The collective fashion faux-pas was actually a loving callback to something that happened 12 years earlier at a departmental retreat.

"I was walking my son to school, and it was raining,” Lambros recounts. “I came back and had to commute to San Diego State. I had to change, and I just stuck my face in my dark closet, and I put two shoes on that I thought were similar — they were not. I came to campus in two different shoes.”

Adding to the humor was that the absent-mindedness was certainly out of character. Lambros is known for her organization, always showing up to meetings with sharpened pencils at the ready to take copious handwritten notes. And the farewell prank was indicative of the close bond she has with her CSP colleagues who she sincerely calls “my dear faculty.”

Lambros has been part of the CSP family since 2006 when she started as a lecturer. She was hired as a tenured-track professor two years later while pregnant with her son Nicholas. There’s something poetic about her leaving as her son is graduating high school.

Herself an alumna of SDSU, Lambros (‘93, psychology) worked as a school psychologist and a research scientist at Rady Children’s Hospital early in her career. While she came to SDSU with a strong background in research, she found great enjoyment in teaching aspiring school psychologists — many of whom she now admires as leaders and advocates in the school system. To this day, she loves getting to see her students in action on site visits.

“I learned how to become, I think, an effective teacher,” Lambros said. “That was through a lot of trial and error and a lot of listening to students to shape my classes in ways that would better support them. I’d tell them ‘I can't always fix everything and I can't solve a lot of the big issues in education. But I’m going to show up, stand by your side and help you try to figure them out."

So what’s next for Lambros? Well, she doesn’t quite yet know — a prospect that is both scary and exciting.

“I get to step out of my professional identity and figure out what I want to do,” she said. “I have 20 novels that I cannot wait to get to.”

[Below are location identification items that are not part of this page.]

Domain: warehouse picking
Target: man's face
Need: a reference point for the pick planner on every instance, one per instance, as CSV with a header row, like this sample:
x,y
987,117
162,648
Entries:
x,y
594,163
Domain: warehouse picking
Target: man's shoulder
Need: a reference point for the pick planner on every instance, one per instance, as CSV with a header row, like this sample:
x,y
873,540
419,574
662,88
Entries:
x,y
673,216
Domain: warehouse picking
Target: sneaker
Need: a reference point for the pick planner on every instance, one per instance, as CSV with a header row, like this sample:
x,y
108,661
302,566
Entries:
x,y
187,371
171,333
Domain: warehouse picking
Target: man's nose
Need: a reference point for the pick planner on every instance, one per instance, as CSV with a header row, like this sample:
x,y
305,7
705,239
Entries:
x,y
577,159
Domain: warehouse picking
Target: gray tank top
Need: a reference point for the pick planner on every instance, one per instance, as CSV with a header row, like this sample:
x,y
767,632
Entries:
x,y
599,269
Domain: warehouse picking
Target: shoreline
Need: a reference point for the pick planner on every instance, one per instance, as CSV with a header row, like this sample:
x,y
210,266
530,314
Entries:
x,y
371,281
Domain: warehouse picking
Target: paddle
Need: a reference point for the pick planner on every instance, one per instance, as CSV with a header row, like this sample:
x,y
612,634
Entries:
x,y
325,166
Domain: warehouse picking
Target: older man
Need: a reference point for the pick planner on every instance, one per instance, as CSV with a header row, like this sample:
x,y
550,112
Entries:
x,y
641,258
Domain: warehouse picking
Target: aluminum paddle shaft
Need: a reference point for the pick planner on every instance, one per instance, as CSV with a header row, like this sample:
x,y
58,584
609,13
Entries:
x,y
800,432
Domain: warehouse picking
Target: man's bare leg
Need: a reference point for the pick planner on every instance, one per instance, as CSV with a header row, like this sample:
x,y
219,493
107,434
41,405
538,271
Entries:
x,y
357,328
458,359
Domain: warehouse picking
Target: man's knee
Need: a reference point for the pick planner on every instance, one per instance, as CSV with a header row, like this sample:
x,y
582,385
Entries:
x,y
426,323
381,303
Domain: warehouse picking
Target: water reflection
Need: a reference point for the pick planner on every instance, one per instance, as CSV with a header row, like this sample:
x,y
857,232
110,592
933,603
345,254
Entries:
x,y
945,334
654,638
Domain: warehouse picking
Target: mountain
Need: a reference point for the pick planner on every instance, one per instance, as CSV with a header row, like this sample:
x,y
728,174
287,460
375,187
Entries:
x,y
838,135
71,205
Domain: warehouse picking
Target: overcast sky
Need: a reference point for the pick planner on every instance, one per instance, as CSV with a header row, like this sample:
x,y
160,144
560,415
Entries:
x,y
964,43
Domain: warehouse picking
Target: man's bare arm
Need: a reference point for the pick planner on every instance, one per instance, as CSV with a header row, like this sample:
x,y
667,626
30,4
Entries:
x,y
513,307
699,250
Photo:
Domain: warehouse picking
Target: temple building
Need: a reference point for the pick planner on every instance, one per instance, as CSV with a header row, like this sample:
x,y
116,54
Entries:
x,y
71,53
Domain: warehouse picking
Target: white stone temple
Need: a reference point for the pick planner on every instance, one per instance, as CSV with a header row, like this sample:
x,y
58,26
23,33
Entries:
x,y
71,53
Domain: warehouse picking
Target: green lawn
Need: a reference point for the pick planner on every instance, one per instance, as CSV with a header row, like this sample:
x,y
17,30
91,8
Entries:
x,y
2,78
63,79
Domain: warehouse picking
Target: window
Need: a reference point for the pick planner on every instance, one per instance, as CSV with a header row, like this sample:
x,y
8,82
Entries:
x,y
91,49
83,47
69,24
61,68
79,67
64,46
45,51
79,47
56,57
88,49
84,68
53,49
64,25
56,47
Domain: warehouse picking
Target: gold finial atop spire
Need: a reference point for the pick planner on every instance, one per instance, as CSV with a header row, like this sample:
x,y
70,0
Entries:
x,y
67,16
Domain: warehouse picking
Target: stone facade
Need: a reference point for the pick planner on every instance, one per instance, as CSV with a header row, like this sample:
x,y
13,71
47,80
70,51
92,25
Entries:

She expects to spend a large portion of the year in Canada, where her husband is from. Nicholas is also a talented hockey player, and she is eager to watch him pursue his dream.

She also knows the school psychology program she loves dearly is in good hands — even if their footwear doesn’t always match.

"In my program, I got to stand on the shoulders of giants — the people that built our school psych program,” Lambros said. “Now there’s my beautiful current faculty, who are just picking up and running with where the field is today.”